Jésus, le cafard du légionnaire, la bête d’orgueil et de proie… C’est lui, lui.

Lui qui nous fait chercher l’impossible, qui insuffle le doute à notre âme, lui qui gâche toutes nos joies, lui qui fait que nous ne sommes jamais satisfaits de nous-mêmes.

Allons, va, hante ma cervelle, épuise ma matière grise, repais-toi du suc de ma chair.

Que ton marteau frappe, frappe, frappe ma boîte crânienne. Va ! forgeron mauvais, poursuis ta funeste besogne :


Aux enclumes du mal notre cœur s’est forgé,
L’oubli, ce forgeron terrible s’est vengé…


Oui, j’ai cru oublier, j’ai cru pouvoir effacer de ma vie les moments pénibles.
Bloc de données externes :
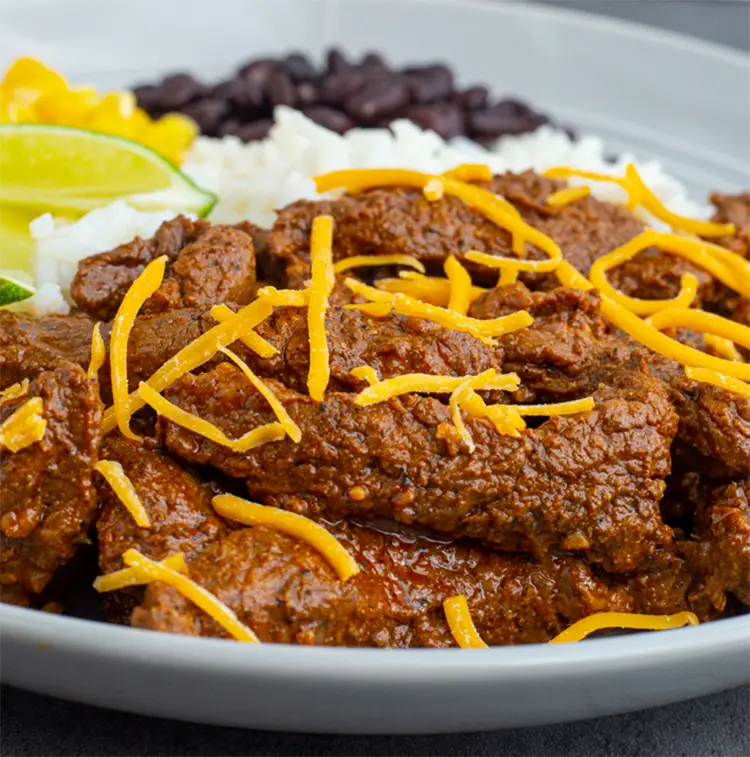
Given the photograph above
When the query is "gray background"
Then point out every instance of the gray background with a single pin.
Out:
(715, 726)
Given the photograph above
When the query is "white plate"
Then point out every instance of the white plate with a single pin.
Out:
(661, 95)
J’ai cru, en mettant entre moi et le passé huit mille lieues de mer et de terre, avoir rompu à tout jamais le lien qui me rattachait au monde civilisé, déchiré la page du livre de ma vie.

Ah ! simple que je suis !

Les voilà, les voilà, les souvenirs anciens, ils sont rangés dans mon cerveau, un à un, comme les sarcophages dans les catacombes. La bête tire le rideau et la scène s’anime… Et les pantins, qui sont des hommes, s’agitent. Tous les types de l’éternelle comédie humaine défilent, même ceux qui ont échappé à Molière et à Balzac.

Et dans la nuit s’éveillent les noires jalousies.